Votre homme d'affaires vous a alarmé en vous donnant comme une nouvelle certaine, que je voulois rembourser tout de suite à madame d'Albémar les quarante mille livres qu'elle m'a prêtées à Montpellier. Il n'en est rien, elle ne pense point à me les demander. Vous m'écririez vingt lettres sur votre dette, avant que madame d'Albémar me dît un mot de la sienne. Ceci soit dit sans vous fâcher, mon cher Clarimin.

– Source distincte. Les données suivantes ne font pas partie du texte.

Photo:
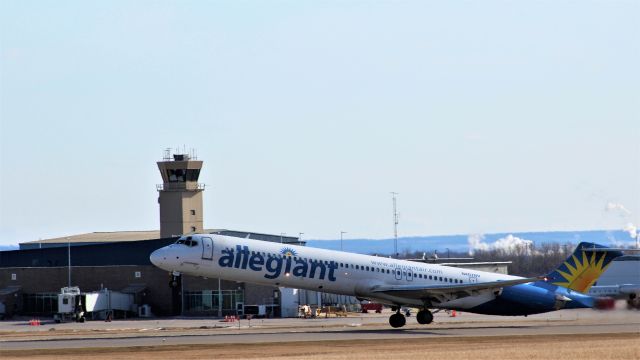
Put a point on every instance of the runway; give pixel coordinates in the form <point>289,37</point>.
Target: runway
<point>328,330</point>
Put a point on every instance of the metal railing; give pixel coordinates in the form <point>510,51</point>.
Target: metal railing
<point>180,186</point>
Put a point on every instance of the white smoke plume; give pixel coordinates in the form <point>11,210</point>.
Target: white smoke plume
<point>619,208</point>
<point>632,230</point>
<point>509,244</point>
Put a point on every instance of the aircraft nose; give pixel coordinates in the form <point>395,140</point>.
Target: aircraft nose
<point>157,257</point>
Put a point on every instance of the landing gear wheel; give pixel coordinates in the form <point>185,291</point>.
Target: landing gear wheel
<point>424,317</point>
<point>397,320</point>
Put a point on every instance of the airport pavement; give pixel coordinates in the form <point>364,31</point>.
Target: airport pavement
<point>154,332</point>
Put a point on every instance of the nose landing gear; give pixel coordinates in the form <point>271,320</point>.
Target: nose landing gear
<point>397,320</point>
<point>424,317</point>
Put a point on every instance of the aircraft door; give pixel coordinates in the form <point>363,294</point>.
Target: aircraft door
<point>207,248</point>
<point>398,273</point>
<point>409,275</point>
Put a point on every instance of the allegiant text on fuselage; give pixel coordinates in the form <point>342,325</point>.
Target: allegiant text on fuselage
<point>243,258</point>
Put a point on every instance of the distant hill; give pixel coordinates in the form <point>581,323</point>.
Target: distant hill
<point>460,243</point>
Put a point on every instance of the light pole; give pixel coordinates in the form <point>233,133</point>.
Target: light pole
<point>69,261</point>
<point>341,233</point>
<point>395,225</point>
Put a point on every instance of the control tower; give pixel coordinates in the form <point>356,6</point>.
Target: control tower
<point>180,195</point>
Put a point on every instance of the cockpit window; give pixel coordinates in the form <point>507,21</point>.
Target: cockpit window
<point>188,242</point>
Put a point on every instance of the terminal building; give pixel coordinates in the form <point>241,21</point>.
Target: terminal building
<point>31,277</point>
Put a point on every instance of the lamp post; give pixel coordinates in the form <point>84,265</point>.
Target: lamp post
<point>69,261</point>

L'on ne pense pas à vingt ans comme à quarante, et si l'oubli de soi-même est un agrément dans une jeune personne, l'appréciation de nos intérêts est une chose très-naturelle à notre âge.
Madame d'Albémar, la plus jolie et la plus spirituelle femme qu'il y ait, ne s'imagine pas qu'elle doive soumettre sa conduite à aucun genre de calcul; c'est ce qui fait qu'elle peut se nuire beaucoup à elle-même, jamais aux autres. Elle voit tout, elle devine tout quand il s'agit de considérer les hommes et les idées sous un point de vue général; mais dans ses affaires et ses affections, c'est une personne toute de premier mouvement, et ne se servant jamais de son esprit pour éclairer ses sentimens, de peur peut-être qu'il se détruisît les illusions dont elle a besoin. Elle a reçu de son bizarre époux et d'une soeur contrefaite, une éducation à la fois toute philosophique et toute romanesque; mais que nous importe? elle n'en est que plus aimable; les gens calmes aiment assez à rencontrer ces caractères exaltés qui leur offrent toujours quelque prise. Remettez-vous-en donc à moi, mon cher Clarimin; laissez-moi terminer le mariage qui m'occupe, et qui m'est nécessaire pour satisfaire à vos justes prétentions; et voyez dans cette lettre, la plus longue, je crois, que j'aie écrite de ma vie, mon désir de vous ôter toute crainte, et la confiance d'une ancienne et bien fidèle amitié.